III. Nulidade da CDA: automatização não dispensa requisitos legais

A CDA é o título executivo da execução fiscal. Seus requisitos formais não são meros detalhes burocráticos.

Ausência de:

  • fundamentação do crédito,

  • origem da dívida,

  • identificação correta do devedor,

  • base legal adequada,

  • discriminação do valor principal, juros e encargos,

pode comprometer a própria exigibilidade do título.

Sistemas automatizados de geração em massa de CDAs aumentam o risco de títulos padronizados e insuficientemente individualizados. A nulidade da CDA, quando configurada, atinge o núcleo da execução, pois inexiste título válido.

A eficiência tecnológica não substitui a legalidade estrita.

IV. Grupo Econômico: expansão automatizada de responsabilidade

A utilização de bancos de dados interligados permite à Fazenda identificar vínculos societários com grande facilidade. Contudo, a mera coincidência de sócios ou endereço não autoriza, por si só, o redirecionamento automático da execução.

O reconhecimento de grupo econômico exige demonstração concreta de:

  • confusão patrimonial;

  • atuação conjunta;

  • desvio de finalidade;

  • abuso de personalidade jurídica.

A ampliação indiscriminada do polo passivo com base em critérios algorítmicos viola o devido processo legal e pode configurar responsabilização objetiva indevida.

A tecnologia facilita o mapeamento; não elimina o ônus probatório.

V. Penhora de Bens Essenciais: proporcionalidade e preservação da atividade

Ferramentas eletrônicas permitem bloqueio imediato de ativos financeiros, veículos e imóveis. Todavia, a execução fiscal não pode inviabilizar a própria fonte produtiva do devedor.

São frequentemente discutidos:

  • bloqueio de capital de giro;

  • constrição de maquinário indispensável;

  • penhora de faturamento em percentual excessivo;

  • apreensão de instrumentos essenciais à atividade profissional.

A preservação da empresa e o princípio da menor onerosidade não são obstáculos à cobrança, mas balizas de racionalidade executiva.

A automação deve ser calibrada para evitar efeitos colaterais desproporcionais.

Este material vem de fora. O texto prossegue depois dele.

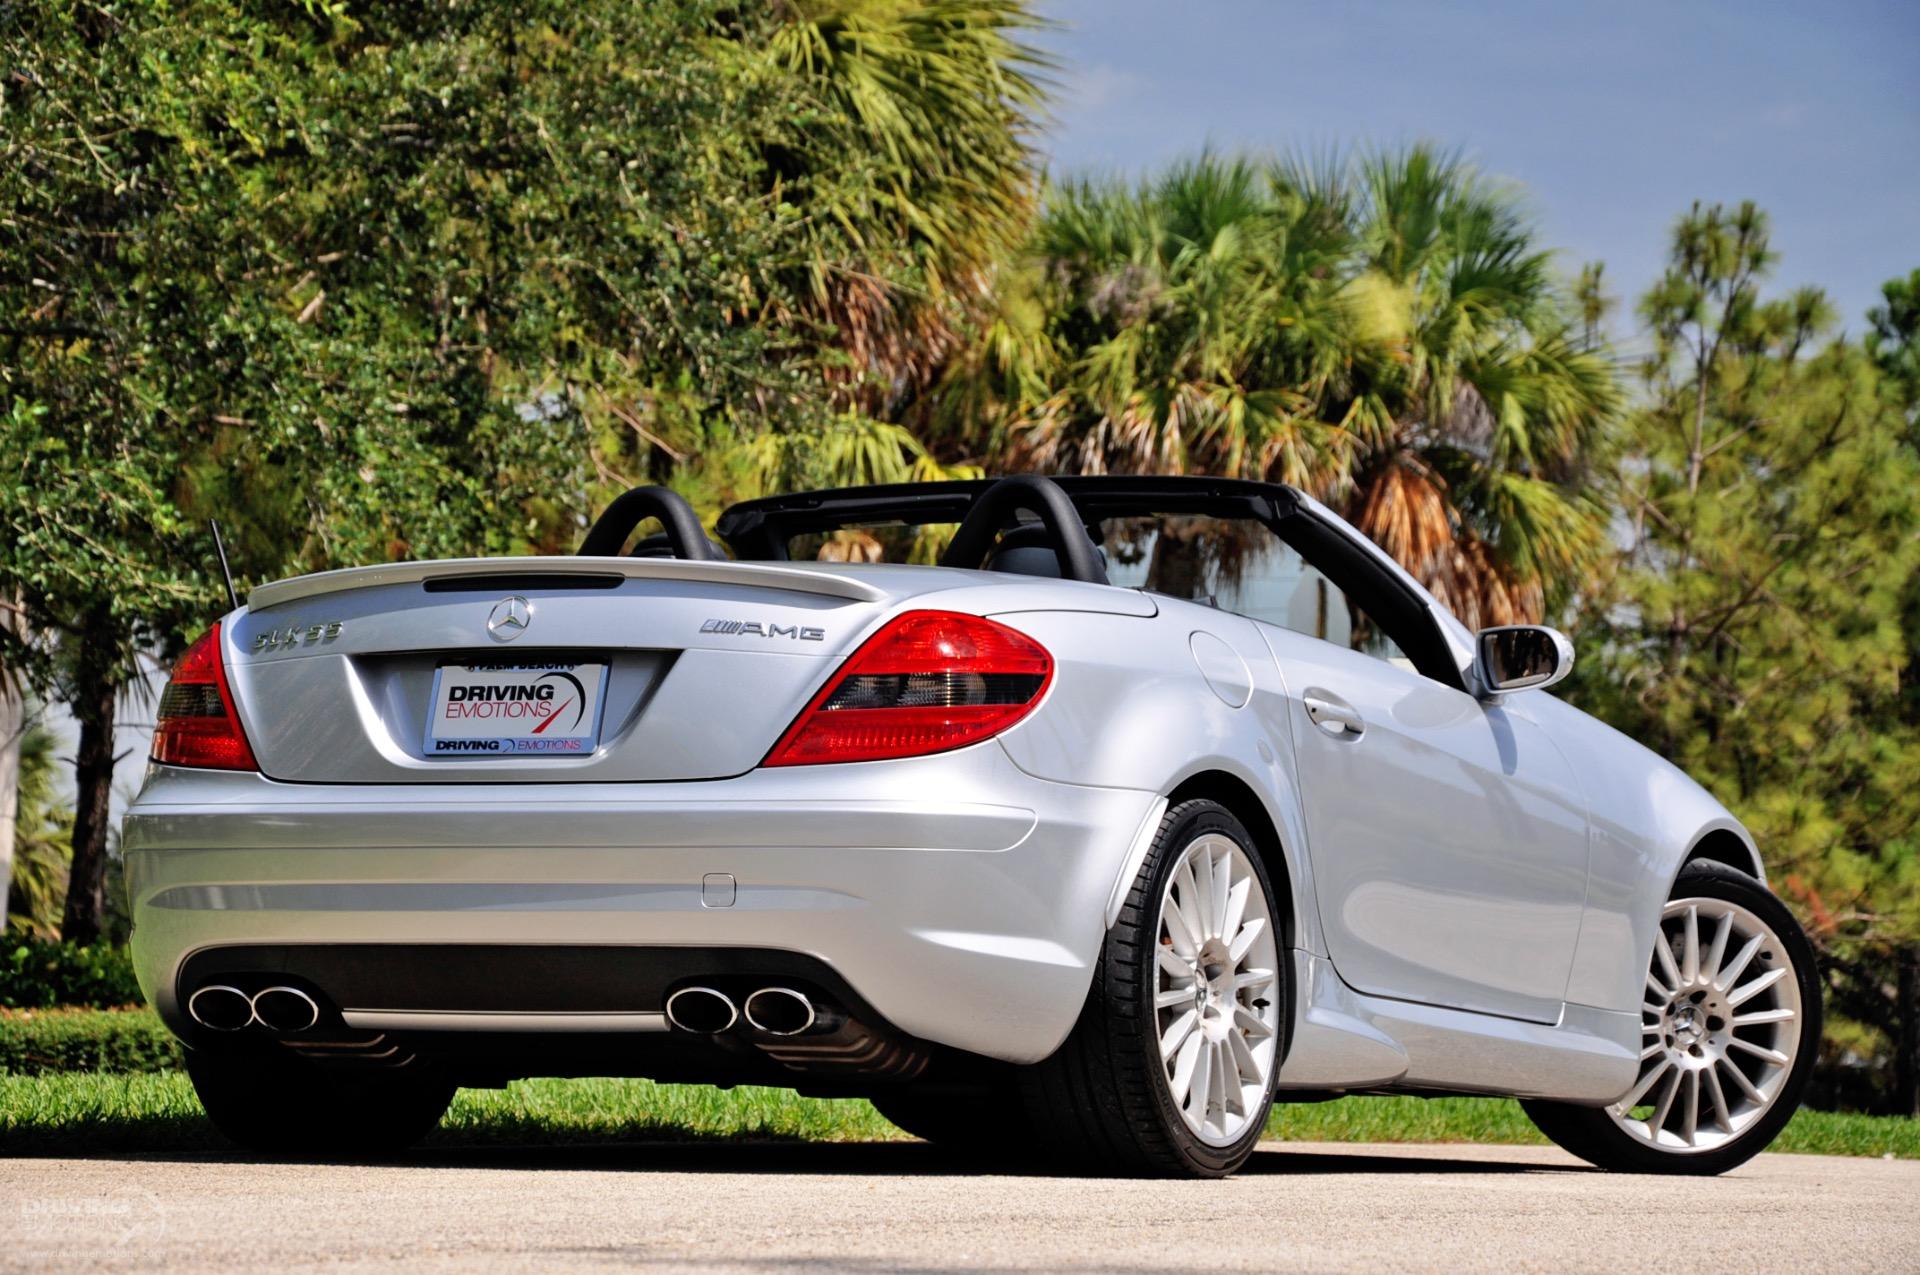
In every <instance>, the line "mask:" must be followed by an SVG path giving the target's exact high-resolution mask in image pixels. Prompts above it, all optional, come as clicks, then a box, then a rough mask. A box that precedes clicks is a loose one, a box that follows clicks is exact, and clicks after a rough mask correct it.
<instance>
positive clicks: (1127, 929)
mask: <svg viewBox="0 0 1920 1275" xmlns="http://www.w3.org/2000/svg"><path fill="white" fill-rule="evenodd" d="M1275 929H1277V927H1275V908H1273V887H1271V883H1269V881H1267V872H1265V866H1263V864H1261V860H1260V854H1258V851H1256V849H1254V839H1252V837H1250V835H1248V831H1246V828H1242V826H1240V820H1236V818H1235V816H1233V812H1231V810H1227V808H1225V806H1221V805H1217V803H1212V801H1185V803H1181V805H1177V806H1173V808H1171V810H1167V814H1165V820H1162V826H1160V833H1158V837H1156V839H1154V845H1152V849H1150V853H1148V856H1146V862H1144V864H1142V866H1140V876H1139V878H1137V879H1135V883H1133V889H1131V891H1129V895H1127V901H1125V906H1123V908H1121V914H1119V920H1117V922H1116V924H1114V927H1112V929H1110V931H1108V935H1106V945H1104V950H1102V954H1100V962H1098V966H1096V970H1094V981H1092V991H1091V993H1089V997H1087V1006H1085V1010H1083V1012H1081V1020H1079V1023H1075V1027H1073V1031H1071V1035H1069V1037H1068V1041H1066V1045H1062V1046H1060V1050H1058V1052H1056V1054H1054V1056H1052V1058H1048V1060H1046V1062H1043V1064H1037V1066H1033V1068H1025V1070H1023V1073H1021V1081H1023V1091H1025V1106H1027V1118H1029V1127H1035V1131H1037V1133H1041V1135H1043V1139H1046V1143H1048V1144H1050V1146H1052V1148H1054V1150H1058V1152H1060V1154H1064V1156H1066V1158H1069V1160H1073V1162H1077V1164H1083V1166H1091V1167H1100V1169H1106V1171H1123V1173H1152V1175H1177V1177H1221V1175H1225V1173H1233V1171H1235V1169H1238V1167H1240V1166H1242V1164H1244V1162H1246V1158H1248V1156H1250V1154H1252V1152H1254V1144H1256V1143H1258V1141H1260V1137H1261V1131H1263V1129H1265V1123H1267V1110H1269V1106H1271V1104H1273V1081H1275V1073H1277V1071H1279V1060H1281V1046H1283V1010H1284V995H1283V985H1281V977H1283V974H1281V962H1279V939H1277V933H1275Z"/></svg>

VI. Exceção de Pré-Executividade: instrumento estratégico na execução automatizada

Em um ambiente de execuções massificadas, a exceção de pré-executividade ganha relevância ainda maior.

Ela permite ao executado suscitar matérias de ordem pública, como prescrição, nulidade da CDA, ilegitimidade passiva, sem garantia do juízo, desde que comprováveis de plano.

Diante de execuções geradas por processamento sistêmico, esse instrumento torna-se mecanismo de contenção de ilegalidades evidentes.

Não se trata de obstáculo protelatório, mas de ferramenta de saneamento processual.

Conclusão: eficiência sim, automatismo acrítico não

A inteligência artificial representa avanço incontestável na gestão da dívida ativa. Entretanto, o processo executivo fiscal permanece submetido:

  • à legalidade estrita,

  • ao devido processo legal,

  • ao contraditório,

  • à proporcionalidade,

  • à preservação da atividade econômica.

A cobrança automatizada não elimina a necessidade de controle jurisdicional rigoroso.

No campo estratégico, a análise técnica deve sempre considerar:

  1. Regularidade da formação do crédito
  2. Validade formal da CDA
  3. Correção da inclusão de corresponsáveis
  4. Legalidade da constrição patrimonial
  5. Cabimento da exceção de pré-executividade

A tecnologia potencializa a arrecadação, a técnica jurídica preserva o Estado de Direito. E é nesse equilíbrio que reside a verdadeira maturidade do sistema tributário contemporâneo.